Makna Filosofi Piranti Perkawinan Adat Jawa
Thefilosofi.blogspot.com - Mengapa di setiap hajatan pernikahan yang masih bernuansa kejawen
selalu ada hiasan seperti janur kuning melengkung, tebu, cengkir, pisang
raja dan sebagainya yang ditempatkan di depan rumah. Ada banyak makna
yang tersimbol di balik semuanya. Ini pula yang membuktikan luhurnya
Bahasa Jawa.
Sebenarnya, dalam prosesi pernikahan – pada acara temu atau panggih,
sang pembawa acara atau pranatacara, telah memberi penjelasan secara
wijang (jelas). Namun karena ungkapan yang dilakukan pranatacara itu
dalam bahasa Jawa Kawi yang kerap digunakan dalam bahasa pedalangan,
justru menyebabkan banyak orang Jawa yang tak memahami maksud yang
terkandung di dalamnya.
Memang terkesan sangat naif dan lucu apabila orang Jawa tidak
memahami bahasanya. Namun kita juga bisa memakluminya. Penggunaan Bahasa
Jawa Kawi ini sangat khas digunakan di acara pernikahan yang erat
kaitannya dengan tatacara adat. Kekhasan ini pula yang membuat Alquran
yang disampaikan dalam Bahasa Arab, namun tidak semua orang Arab bisa
memahami Alquran. Diperlukan kajian yang mendalam. Kajian yang lebih
dari sekadar memahami makna leksikalnya.
Banyak nasehat yang terkandung dalam acara prosesi pernikahan adat
Jawa.
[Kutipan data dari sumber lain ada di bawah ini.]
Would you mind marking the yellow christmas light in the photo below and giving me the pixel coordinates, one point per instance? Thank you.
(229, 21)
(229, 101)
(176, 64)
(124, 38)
Para pujangga dan leluhur Jawa yang telah menciptakan tradisi atau
adat dalam acara pernikahan, tentu telah mengantongi nilai-nilai
positif Ilahiyah. Semua itu banyak dikemas secara simbolis dan
perlambang. Hal ini tak lepas dari kebiasaan orang Jawa yang tak memberi
nasihat secara vulgar. Lebih sering digunakan pasemon (metafora,
perlambang, simbolik dan sebagainya).
Makna simbolis yang terkandung dalam janur kuning melengkung yang
berada di pintu gerbang sang tuan rumah pengantin. Kata Janur sendiri,
berasal dari kiratha basa Jawa (Othak-athik mathuk), sejane neng nur
(arahnya menggapai nur=cahaya Ilahi). Sedangkan kata kuning bermakna
sabda dadi (kun fayaku-Nya Allah SWT) yang dihasilkan dari hati atau
jiwa yang bening. Dengan demikian, janur kuning mengisyaratkan cita-cita
mulia dan tinggi untuk menggapai cahaya Ilahi dengan dibarengi hati
yang bening. Nampak betapa tingginya filosofi janur kuning dalam prosesi
pernikahan.
Filosofi yang tak kalah hebatnya nampak ketika mempelai pengantin
laki akan dipertemukan dengan mempelai pengantin perempuan. Sebelumnya
masing-masing mempelai telah dibekali dengan daun sirih (suruh) yang
telah digulung untuk kemudian dilemparkan pada pasangannya
masing-masing. Daun sirih ini memiliki simbol selaras, serasi dan
seimbang.
Pada saat tersebut sang pranatacara ”Godhong suruh lumah lan kurebe,
yen ginigit pada rasane”. Sebenarnya hal ini mengisyaratkan bahwa orang
yang berumahtangga diibaratkan sebagai daun sirih. Dalam bahtera rumah
tangga hendaknya pasangan mempelai selalu seiya-sekata serta
mengerjakan kewajibannya masing-masing. Suami memberi nafkah lahir dan
bathin, termasuk mendidik isteri. Sehingga dia menjadi pemimpin dalam
mengurusi anak-anaknya, mengelola keuangan, menyiapkan makanan dan
seterusnya.
Makna simbolis Tebu, Cengkir dan Pisang raja
Kalau kita mengamati di sebelah kiri-kanan ”gapura janur kuning”,
terlihat pula tebu, cengkir dan pisang raja yang diikat pada dua tiang
di depan ruang pertemua resepsi. Itu semua adalah simbolisasi nasehat
yang diberikan para pujangga Jawa agar mempelai mempersiapkan masa depan
kehidupannya secara sungguh-sungguh.
Pertama, Tebu. Tebu bisa kita artikan sebagai mantebing kalbu
(mantapnya hati atau kalbu). Tanaman tebu yang rasanya manis dan
menyegarkan memang sering dipakai sebagai simbol atau lambang dalam
acara tradisi Jawa lainnya. Hal ini bisa kita lihat pada acara mitoni
(selamatan untuk anak yang berusia 7 bulan). Si anak lalu dipandu untuk
menaiki anak tangga.
Kedua, cengkir (buah kelapa yang masih muda). Maknanya adalah
kencenging pikir. Dengan berbekal cengkir, sang mempelai diharapkan
mampu melewati ujian kritis dalam mempertahankan pernikannya. Sehingga
”kaya mimi lan mituna” yang selalu bersama dalam menghadapi suka dan
duka.
Ketiga, pisang raja, maknanya sangat jelas sebagai simbol dari raja.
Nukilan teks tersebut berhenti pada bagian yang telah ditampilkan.